Exercise 2. Sitting and Standing from a Stable Chair or Bench
If you are able, begin from a seated position on a stable bench or chair and stand to a fully erect position. Leave a slight bend in your knees to keep the stress of your bodyweight in your leg muscles. Remember, you weigh more than you should…this means you are ‘using’ a lot of weight for this exercise. Start with one repetition and gauge the level of difficulty forward.
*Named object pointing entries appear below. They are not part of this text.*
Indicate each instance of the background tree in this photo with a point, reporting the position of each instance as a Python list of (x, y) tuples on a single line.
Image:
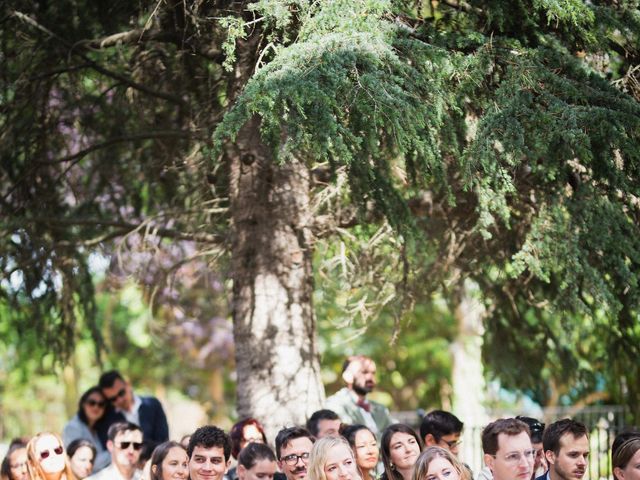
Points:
[(481, 132)]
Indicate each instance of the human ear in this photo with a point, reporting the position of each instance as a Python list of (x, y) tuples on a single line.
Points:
[(488, 461)]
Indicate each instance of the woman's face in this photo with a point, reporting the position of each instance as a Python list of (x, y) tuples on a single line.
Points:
[(441, 469), (403, 450), (264, 469), (82, 462), (50, 453), (94, 407), (632, 470), (175, 465), (18, 464), (340, 464), (366, 449), (250, 433)]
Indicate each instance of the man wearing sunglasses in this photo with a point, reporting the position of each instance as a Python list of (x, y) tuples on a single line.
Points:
[(146, 412), (293, 446), (124, 444)]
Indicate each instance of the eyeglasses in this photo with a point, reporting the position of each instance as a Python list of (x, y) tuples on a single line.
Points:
[(515, 458), (125, 445), (120, 393), (293, 458), (45, 453)]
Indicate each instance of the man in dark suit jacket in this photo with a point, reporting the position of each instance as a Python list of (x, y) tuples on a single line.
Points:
[(145, 412)]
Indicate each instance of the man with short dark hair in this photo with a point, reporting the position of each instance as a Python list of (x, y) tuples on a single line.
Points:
[(508, 453), (146, 412), (566, 449), (536, 428), (324, 423), (351, 403), (441, 429), (124, 443), (209, 453), (293, 446)]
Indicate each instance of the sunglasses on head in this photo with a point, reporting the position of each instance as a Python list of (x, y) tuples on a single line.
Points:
[(120, 393), (45, 453), (125, 445)]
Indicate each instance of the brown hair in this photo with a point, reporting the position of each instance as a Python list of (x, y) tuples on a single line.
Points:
[(508, 426), (622, 456), (33, 462), (431, 453)]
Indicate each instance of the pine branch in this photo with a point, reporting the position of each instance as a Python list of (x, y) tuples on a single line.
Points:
[(99, 68)]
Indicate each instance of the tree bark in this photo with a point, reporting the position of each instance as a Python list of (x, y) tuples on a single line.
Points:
[(274, 324)]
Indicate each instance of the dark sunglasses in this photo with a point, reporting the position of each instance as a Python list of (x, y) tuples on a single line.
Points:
[(125, 445), (45, 453), (120, 393)]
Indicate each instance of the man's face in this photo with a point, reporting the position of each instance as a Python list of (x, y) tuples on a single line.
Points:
[(364, 375), (514, 458), (294, 467), (571, 461), (450, 442), (119, 394), (207, 463), (125, 449), (328, 428)]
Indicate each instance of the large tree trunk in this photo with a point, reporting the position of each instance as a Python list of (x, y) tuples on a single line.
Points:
[(274, 325)]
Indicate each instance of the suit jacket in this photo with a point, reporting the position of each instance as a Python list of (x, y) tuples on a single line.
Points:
[(343, 403), (153, 421)]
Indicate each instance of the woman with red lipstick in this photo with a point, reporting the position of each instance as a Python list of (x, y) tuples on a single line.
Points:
[(400, 449), (436, 463), (365, 448)]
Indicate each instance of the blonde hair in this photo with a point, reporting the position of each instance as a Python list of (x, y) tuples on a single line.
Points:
[(431, 453), (319, 454), (33, 462)]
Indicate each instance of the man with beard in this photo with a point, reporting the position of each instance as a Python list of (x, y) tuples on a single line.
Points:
[(293, 446), (209, 453), (124, 444), (566, 449), (351, 403)]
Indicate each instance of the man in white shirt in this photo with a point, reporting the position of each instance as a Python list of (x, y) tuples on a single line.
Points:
[(507, 448), (144, 411)]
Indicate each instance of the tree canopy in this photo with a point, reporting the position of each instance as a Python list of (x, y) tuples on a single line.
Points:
[(497, 139)]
Set a goal of repetitions that you can successfully complete without severe discomfort--this may be as little as one or as many as five repetitions.
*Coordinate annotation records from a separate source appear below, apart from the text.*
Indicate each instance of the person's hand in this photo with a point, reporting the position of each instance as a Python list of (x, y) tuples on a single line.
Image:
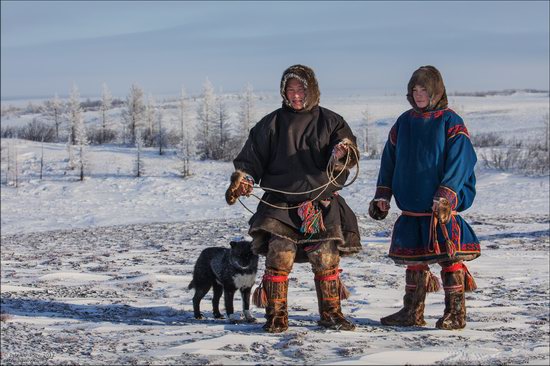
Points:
[(442, 209), (340, 150), (378, 209), (241, 185)]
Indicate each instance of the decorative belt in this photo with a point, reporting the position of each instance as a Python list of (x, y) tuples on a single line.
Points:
[(434, 223)]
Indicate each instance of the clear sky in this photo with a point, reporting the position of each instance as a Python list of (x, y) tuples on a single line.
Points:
[(46, 46)]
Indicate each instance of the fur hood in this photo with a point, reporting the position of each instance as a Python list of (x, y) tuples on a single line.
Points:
[(307, 77), (430, 78)]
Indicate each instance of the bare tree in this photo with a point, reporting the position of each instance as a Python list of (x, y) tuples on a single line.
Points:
[(134, 113), (220, 133), (160, 132), (138, 166), (106, 104), (75, 113), (369, 135), (206, 118), (247, 112), (546, 121), (81, 141), (186, 146), (71, 162), (150, 114), (41, 159), (54, 108), (182, 109)]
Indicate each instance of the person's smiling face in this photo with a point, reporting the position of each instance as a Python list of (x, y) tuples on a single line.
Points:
[(295, 93)]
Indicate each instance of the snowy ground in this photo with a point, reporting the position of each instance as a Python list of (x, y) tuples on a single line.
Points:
[(96, 272)]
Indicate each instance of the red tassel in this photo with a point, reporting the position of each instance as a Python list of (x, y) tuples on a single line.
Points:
[(451, 249), (469, 282), (343, 290), (432, 284), (259, 297)]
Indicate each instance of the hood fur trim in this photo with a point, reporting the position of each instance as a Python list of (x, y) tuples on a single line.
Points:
[(307, 77), (430, 78)]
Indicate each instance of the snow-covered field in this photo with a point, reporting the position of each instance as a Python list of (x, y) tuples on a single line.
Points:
[(96, 272)]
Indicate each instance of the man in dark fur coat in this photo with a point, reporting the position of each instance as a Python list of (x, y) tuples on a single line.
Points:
[(292, 153)]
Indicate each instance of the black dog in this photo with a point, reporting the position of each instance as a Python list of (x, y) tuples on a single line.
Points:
[(227, 270)]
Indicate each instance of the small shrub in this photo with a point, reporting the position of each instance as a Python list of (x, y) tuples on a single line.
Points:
[(487, 139), (37, 131), (98, 136)]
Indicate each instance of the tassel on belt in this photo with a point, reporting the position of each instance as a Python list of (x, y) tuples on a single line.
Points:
[(434, 223)]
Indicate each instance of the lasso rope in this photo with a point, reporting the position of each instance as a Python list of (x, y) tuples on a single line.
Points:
[(331, 180)]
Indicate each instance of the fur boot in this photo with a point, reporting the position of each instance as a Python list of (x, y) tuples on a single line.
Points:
[(330, 290), (275, 285), (454, 316), (419, 281)]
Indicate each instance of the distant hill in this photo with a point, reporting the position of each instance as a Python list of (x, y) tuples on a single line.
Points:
[(497, 92)]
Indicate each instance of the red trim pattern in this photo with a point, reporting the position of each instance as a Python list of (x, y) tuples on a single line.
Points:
[(270, 278), (383, 192), (457, 130), (447, 193), (423, 252), (426, 115), (393, 135), (418, 267)]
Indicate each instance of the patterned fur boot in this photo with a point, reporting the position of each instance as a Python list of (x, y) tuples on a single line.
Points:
[(329, 292), (454, 278), (275, 285), (419, 281)]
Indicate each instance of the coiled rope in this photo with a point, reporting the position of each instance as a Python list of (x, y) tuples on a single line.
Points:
[(331, 167)]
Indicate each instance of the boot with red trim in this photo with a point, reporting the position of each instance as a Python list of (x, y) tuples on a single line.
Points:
[(419, 281), (456, 280), (330, 290), (274, 290)]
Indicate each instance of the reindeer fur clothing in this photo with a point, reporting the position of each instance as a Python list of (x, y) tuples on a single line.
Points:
[(289, 150)]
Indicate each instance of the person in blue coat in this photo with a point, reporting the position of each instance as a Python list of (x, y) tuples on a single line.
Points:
[(428, 167)]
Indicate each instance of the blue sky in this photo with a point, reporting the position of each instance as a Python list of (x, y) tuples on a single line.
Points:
[(46, 46)]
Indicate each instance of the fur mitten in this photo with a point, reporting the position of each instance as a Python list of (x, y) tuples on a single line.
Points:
[(241, 185), (444, 211), (344, 151), (375, 212)]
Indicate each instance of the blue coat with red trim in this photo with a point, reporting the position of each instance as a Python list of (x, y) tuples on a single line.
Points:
[(428, 156)]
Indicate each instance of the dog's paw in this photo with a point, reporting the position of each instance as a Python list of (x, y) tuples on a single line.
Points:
[(235, 318), (249, 317)]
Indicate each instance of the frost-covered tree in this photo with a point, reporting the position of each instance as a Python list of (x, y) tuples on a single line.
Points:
[(546, 121), (139, 168), (186, 146), (206, 115), (150, 114), (220, 133), (160, 132), (133, 115), (75, 113), (54, 110), (247, 112), (71, 161), (370, 136), (182, 107), (106, 104)]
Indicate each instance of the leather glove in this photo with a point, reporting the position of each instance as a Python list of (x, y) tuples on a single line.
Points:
[(375, 212), (241, 185), (342, 152), (443, 210)]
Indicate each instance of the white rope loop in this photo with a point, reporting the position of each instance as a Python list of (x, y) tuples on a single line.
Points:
[(331, 180)]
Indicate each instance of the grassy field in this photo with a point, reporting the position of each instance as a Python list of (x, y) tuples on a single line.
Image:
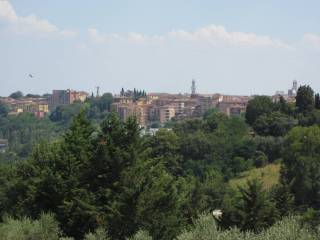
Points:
[(269, 175)]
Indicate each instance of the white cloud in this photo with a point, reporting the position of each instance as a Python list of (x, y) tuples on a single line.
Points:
[(131, 37), (29, 23), (210, 34), (215, 34), (312, 40)]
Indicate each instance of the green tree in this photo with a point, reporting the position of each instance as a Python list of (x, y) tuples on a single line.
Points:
[(301, 166), (317, 101), (305, 101), (274, 124), (254, 211), (4, 109), (16, 95), (257, 106)]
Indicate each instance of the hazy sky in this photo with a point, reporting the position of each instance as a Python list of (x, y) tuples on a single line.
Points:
[(233, 47)]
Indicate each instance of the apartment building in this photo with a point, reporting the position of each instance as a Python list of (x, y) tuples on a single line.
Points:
[(65, 97)]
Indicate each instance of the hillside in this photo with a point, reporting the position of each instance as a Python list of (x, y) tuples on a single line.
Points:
[(269, 175)]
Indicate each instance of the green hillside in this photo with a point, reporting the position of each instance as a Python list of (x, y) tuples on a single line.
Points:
[(269, 175)]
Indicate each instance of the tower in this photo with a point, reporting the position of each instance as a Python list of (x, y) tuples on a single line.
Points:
[(193, 88), (295, 85), (98, 88)]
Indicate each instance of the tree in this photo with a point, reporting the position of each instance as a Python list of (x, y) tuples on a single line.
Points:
[(257, 106), (317, 101), (301, 166), (4, 109), (274, 124), (16, 95), (283, 198), (254, 210), (305, 101)]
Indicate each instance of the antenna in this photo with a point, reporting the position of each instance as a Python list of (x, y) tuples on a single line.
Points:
[(98, 88), (193, 87)]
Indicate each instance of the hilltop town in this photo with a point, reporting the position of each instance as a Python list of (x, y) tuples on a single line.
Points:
[(148, 108)]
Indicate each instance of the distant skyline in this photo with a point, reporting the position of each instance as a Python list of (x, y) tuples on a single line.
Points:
[(232, 47)]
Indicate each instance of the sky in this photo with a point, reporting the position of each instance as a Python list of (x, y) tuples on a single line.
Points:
[(232, 46)]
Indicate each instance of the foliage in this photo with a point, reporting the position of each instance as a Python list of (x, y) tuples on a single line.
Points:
[(45, 228), (4, 109), (205, 228), (258, 106), (141, 235), (301, 166), (99, 234), (269, 175), (24, 131), (274, 124), (305, 101), (254, 211), (16, 95)]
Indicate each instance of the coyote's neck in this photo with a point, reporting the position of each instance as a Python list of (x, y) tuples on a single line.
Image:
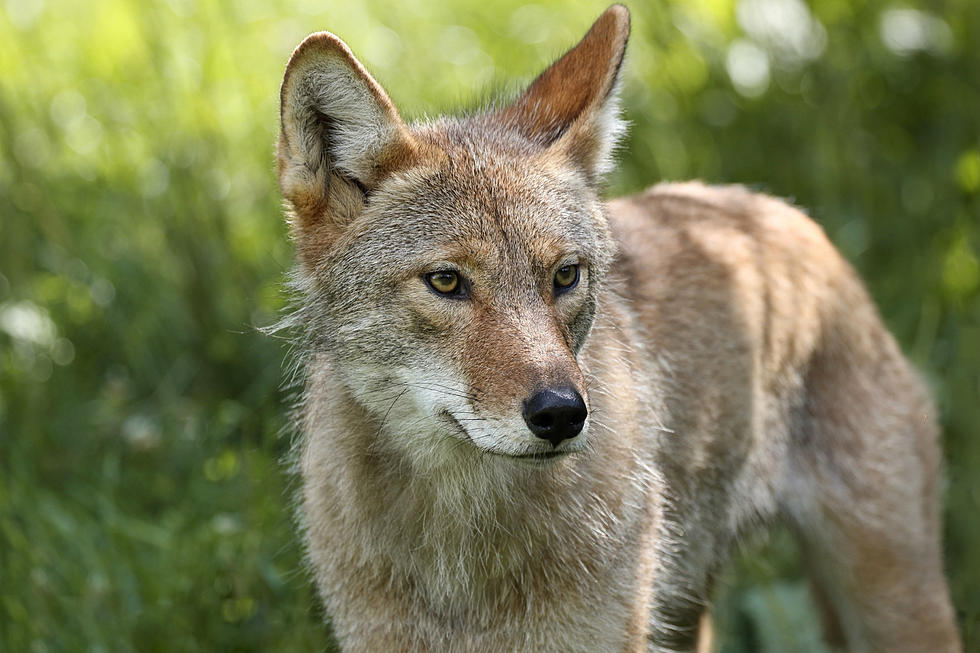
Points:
[(472, 528)]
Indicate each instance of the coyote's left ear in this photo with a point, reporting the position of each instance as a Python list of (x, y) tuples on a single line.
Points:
[(573, 105)]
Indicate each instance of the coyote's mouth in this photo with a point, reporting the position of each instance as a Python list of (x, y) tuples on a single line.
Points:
[(534, 458)]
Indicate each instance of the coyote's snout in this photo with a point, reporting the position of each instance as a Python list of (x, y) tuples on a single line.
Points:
[(535, 421)]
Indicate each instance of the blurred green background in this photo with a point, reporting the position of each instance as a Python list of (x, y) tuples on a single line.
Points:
[(143, 503)]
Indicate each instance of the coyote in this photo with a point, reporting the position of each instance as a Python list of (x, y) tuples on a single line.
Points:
[(532, 420)]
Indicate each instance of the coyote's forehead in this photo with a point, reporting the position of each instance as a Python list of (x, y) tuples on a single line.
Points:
[(473, 199)]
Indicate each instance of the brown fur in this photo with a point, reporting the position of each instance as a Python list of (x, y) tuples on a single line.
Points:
[(734, 369)]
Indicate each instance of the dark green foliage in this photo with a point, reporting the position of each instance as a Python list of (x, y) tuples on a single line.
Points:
[(144, 504)]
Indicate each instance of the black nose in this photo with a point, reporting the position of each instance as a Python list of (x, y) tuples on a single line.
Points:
[(555, 414)]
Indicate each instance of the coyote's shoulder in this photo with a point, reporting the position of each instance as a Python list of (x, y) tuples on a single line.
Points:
[(536, 421)]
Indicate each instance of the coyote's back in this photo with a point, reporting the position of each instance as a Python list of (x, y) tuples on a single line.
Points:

Exercise 2. (Alternative) Lower Leg Extension from a Chair or Bench
Begin by sitting in a stable chair or on a bench, with your knees bent at roughly 90 degrees, feet placed on the floor in front of you, begin by sitting tall, tightening your abdominals, and placing your hands on your non-working leg for support. Start by extending one lower leg out in front of you until your foot is comfortably high off the ground. This is called a lower leg extension exercise. Begin with one ’set’ of one to five ‘repetitions.’
Exercise 3. Abdominal Strengthening by Voluntary Contraction
Begin in a lying or seated position, slowly breathe out (exhale) while ‘squeezing’ your abdominal muscles. Be sure to keep your breathing steady, rhythmic, and calm. The pushing or squeezing sensation you will feel is quite normal. If you feel any pain, stop immediately. Set a goal of one set to three sets of this abdominal exercise utilizing between one and five repetitions per set. The idea here is to contract the abdominal muscles with mild exertion--never hold your breath. As you become more comfortable with this and any other exercise you can simply adjust ‘up’ the sets and repetitions to further strengthen your muscles.
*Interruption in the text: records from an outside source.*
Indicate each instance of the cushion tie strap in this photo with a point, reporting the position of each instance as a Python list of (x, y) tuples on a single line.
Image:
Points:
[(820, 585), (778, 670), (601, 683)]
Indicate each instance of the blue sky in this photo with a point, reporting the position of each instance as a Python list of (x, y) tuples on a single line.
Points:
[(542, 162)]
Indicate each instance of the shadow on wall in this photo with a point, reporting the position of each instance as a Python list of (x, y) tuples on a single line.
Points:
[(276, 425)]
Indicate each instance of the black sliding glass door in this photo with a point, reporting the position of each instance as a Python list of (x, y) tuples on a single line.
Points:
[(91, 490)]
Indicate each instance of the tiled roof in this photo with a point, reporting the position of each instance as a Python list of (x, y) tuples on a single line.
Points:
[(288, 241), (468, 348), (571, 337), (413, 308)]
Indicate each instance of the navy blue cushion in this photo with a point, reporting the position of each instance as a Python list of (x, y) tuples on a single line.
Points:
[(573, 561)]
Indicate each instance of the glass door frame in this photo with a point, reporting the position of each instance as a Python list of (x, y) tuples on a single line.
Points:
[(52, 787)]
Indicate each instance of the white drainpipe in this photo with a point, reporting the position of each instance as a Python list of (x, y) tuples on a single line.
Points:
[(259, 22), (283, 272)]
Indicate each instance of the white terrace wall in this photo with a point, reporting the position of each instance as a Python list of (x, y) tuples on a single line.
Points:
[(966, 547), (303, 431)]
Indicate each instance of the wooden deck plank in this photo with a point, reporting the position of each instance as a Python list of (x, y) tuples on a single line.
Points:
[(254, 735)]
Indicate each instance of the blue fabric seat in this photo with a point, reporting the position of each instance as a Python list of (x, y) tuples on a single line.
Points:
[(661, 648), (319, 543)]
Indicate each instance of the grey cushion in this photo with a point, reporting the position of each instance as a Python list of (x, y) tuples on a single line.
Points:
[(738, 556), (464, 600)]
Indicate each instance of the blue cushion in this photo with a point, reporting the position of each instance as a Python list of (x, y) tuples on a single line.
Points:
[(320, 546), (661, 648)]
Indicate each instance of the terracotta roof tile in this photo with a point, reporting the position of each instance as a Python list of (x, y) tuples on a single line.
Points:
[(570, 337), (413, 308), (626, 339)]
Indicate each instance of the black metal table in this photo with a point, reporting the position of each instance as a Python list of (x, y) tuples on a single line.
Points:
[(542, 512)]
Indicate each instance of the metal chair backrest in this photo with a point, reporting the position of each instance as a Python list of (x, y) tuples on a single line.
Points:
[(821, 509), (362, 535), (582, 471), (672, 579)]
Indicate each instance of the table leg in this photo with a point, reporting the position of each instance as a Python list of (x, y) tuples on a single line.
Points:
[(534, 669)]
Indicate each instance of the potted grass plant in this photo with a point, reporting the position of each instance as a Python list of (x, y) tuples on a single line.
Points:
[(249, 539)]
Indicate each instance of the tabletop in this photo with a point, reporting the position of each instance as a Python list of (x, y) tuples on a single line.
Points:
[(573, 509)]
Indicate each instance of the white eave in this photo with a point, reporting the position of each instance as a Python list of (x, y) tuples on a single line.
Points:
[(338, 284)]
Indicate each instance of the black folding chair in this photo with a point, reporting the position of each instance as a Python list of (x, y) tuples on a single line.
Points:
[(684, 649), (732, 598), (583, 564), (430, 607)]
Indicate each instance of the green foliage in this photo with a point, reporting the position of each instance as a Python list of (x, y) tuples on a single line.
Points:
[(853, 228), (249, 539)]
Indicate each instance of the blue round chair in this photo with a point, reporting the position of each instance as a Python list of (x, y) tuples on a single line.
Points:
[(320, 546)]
These simple exercises can be modified in many ways to suit your particular needs and/or limitations. While the exercises listed above do not represent a ‘complete’ workout program for people managing obesity--they will kick start you into a better, more active, lifestyle. These exercises can help you strengthen your body enough to evaluate more sophisticated, involved, exercise programs to come. Not only will you be setting new goals--you will be accomplishing better health one step-at-a-time, day-by-day!
How does exercise help in the treatment of obesity?
The goal of treatment for obesity is weight loss. Exercise is an essential part of any weight-loss program and should become a permanent part of your lifestyle. The benefits of exercise can include
Improved and Increased:
- calorie burning/ weight loss
- muscle tone
- metabolic rate
- heart and lung function
- ability to concentrate
- physical appearance
Decreased and Reduced:
- stress level
- major depression
- sleepless nights
- high blood pressure, high cholesterol, blood sugar instability
- risk of cancers and heart disease
If you of your child are obese there are many things you can do to reverse or stop obesity. Simply add physical activity like bike riding, modified sports activities or physical whole body exercise each day for an hour or more. Commit to dietary changes that include developing a diet that is well balanced with whole foods like lean meats, lots of vegetables, and low glycemic fruits, can help you and your child to live a healthier life and enjoy quality of life for many years.